5
Но он стоит того. В своих отношениях к искусству он проявлял тонкость, которая была восхитительна. Он был несомненный пришелец, он был еврейский юноша, бахур из Винницы (с тех пор мы кое-что узнали: две-три даты и два-три факта), он был недоучившийся питомец одесского Костанди, он так и не кончил ни одной художественной школы, он лишь несколько месяцев побывал в 1911 году в Париже; он и там только смотрел, впитывал и размышлял, был сам себе учителем и учеником; но он появился в Петербурге зимой 1912 года таким аристократом от искусства – аристократом европейского склада, что все мы готовы были предположить за его спиной наличие самой утонченной генеалогии.
Утонченная генеалогия… За его спиной была всего-навсего лишь способность принимать окраску и вид окружающей среды.
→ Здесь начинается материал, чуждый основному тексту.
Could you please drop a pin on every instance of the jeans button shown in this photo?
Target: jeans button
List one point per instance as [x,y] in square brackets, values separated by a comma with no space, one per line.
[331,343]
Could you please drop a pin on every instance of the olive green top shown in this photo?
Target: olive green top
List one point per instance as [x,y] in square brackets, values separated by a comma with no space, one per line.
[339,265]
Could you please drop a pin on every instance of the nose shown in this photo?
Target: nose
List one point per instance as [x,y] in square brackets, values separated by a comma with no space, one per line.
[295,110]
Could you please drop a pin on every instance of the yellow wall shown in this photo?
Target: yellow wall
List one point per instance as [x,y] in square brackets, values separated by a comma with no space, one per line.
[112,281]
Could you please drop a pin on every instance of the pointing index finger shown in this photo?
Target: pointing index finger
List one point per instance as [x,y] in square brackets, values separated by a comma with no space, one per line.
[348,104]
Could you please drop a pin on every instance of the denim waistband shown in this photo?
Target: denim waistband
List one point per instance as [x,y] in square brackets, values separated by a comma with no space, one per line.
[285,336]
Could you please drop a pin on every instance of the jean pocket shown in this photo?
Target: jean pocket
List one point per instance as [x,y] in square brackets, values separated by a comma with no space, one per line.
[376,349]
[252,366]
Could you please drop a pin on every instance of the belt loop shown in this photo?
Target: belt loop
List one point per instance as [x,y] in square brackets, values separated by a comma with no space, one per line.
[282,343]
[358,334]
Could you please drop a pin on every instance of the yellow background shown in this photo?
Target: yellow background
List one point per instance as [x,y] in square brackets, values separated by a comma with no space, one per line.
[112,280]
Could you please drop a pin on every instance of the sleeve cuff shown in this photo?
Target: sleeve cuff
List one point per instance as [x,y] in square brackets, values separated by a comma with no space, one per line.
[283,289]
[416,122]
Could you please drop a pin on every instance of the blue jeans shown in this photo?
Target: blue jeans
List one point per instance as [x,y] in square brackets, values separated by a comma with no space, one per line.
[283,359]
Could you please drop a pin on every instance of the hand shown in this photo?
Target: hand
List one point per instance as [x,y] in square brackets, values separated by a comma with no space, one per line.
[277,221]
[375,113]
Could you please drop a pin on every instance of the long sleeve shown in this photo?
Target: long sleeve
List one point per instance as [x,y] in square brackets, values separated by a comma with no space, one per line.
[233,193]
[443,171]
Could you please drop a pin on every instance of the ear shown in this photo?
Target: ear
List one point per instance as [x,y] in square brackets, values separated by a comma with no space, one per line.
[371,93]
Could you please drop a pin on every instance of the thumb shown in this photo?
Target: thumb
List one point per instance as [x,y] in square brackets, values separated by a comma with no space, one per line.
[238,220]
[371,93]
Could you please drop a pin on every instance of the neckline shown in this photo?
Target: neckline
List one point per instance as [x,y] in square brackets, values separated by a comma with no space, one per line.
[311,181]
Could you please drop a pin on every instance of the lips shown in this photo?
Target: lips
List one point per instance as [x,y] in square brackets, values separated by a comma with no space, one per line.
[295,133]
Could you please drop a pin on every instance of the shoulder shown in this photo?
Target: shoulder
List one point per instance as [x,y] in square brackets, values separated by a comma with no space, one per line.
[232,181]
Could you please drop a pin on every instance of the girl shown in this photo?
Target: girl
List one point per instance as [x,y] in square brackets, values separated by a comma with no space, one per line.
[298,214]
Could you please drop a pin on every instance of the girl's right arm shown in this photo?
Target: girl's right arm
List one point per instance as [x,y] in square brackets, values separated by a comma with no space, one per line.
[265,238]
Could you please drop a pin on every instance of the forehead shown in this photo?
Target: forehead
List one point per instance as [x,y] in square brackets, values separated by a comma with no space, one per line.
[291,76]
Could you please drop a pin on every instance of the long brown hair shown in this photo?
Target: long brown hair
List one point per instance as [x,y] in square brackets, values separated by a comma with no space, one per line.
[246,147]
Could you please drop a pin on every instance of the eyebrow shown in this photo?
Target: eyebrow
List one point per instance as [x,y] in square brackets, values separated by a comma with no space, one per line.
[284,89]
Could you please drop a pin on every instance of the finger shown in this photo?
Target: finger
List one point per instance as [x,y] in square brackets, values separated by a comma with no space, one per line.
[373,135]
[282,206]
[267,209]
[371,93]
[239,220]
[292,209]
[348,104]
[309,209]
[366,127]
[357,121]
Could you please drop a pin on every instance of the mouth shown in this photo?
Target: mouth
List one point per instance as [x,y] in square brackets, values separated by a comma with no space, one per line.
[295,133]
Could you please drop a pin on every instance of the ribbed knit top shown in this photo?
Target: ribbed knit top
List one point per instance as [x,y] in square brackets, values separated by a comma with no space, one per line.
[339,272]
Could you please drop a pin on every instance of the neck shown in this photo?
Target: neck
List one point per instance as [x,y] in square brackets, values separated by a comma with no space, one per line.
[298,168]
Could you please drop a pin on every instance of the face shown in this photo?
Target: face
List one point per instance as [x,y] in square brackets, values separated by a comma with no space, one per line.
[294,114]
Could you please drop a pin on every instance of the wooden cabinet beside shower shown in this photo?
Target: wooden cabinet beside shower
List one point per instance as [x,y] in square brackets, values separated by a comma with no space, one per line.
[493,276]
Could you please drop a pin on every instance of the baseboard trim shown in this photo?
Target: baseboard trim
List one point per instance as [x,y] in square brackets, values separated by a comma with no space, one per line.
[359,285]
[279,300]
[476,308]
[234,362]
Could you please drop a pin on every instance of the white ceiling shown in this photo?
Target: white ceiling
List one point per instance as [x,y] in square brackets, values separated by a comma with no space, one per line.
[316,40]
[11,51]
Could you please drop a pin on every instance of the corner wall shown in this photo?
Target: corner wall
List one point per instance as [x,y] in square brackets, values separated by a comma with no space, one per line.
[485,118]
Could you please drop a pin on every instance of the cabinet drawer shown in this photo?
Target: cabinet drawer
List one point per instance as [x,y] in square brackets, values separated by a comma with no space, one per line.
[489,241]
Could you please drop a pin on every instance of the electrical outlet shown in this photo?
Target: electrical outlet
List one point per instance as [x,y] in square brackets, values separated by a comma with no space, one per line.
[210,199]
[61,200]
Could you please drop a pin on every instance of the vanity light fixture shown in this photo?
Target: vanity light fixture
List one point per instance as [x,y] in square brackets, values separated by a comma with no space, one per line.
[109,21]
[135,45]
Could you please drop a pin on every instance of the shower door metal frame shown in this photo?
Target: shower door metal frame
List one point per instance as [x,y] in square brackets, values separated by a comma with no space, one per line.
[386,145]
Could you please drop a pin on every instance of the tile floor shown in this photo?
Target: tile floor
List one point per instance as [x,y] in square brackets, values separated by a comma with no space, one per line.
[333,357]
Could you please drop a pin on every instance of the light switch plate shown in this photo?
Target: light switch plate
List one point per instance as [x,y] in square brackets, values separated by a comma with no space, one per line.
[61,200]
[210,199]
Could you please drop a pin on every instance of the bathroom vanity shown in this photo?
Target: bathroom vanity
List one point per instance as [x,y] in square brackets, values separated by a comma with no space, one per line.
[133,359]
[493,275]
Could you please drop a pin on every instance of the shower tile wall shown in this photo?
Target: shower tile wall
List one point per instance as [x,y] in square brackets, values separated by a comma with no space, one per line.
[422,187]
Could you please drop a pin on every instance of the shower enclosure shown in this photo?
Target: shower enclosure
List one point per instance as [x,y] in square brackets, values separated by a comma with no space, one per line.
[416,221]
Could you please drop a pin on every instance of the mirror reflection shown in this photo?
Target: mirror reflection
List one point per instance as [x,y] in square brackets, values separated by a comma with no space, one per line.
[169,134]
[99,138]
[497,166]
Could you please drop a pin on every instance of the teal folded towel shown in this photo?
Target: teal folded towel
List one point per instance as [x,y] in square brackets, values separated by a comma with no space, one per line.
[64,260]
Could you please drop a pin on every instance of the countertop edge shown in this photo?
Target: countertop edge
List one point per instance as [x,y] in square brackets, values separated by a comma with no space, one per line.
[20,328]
У Альтмана был дар мимикрии. Добрый жребий его состоял в том, что он был одарен ею до совершенства. Он окрасился Европой молниеносно и прочно. Попав из Одессы в Париж, бахур Натан Альтман стал сразу monsieur Nathan Altmann, миновав воздействие всероссийского Петербурга и всерусской Москвы. Он распоряжался своим европеизмом просто и свободно. В Петербург он прибыл даже в поношенно-европейском виде, словно Европа была его исконной родиной, а к русским берегам его прибил какой-то роковой и странный случай, как некогда Тома де Томона в изображении Ф. Ф. Вигеля.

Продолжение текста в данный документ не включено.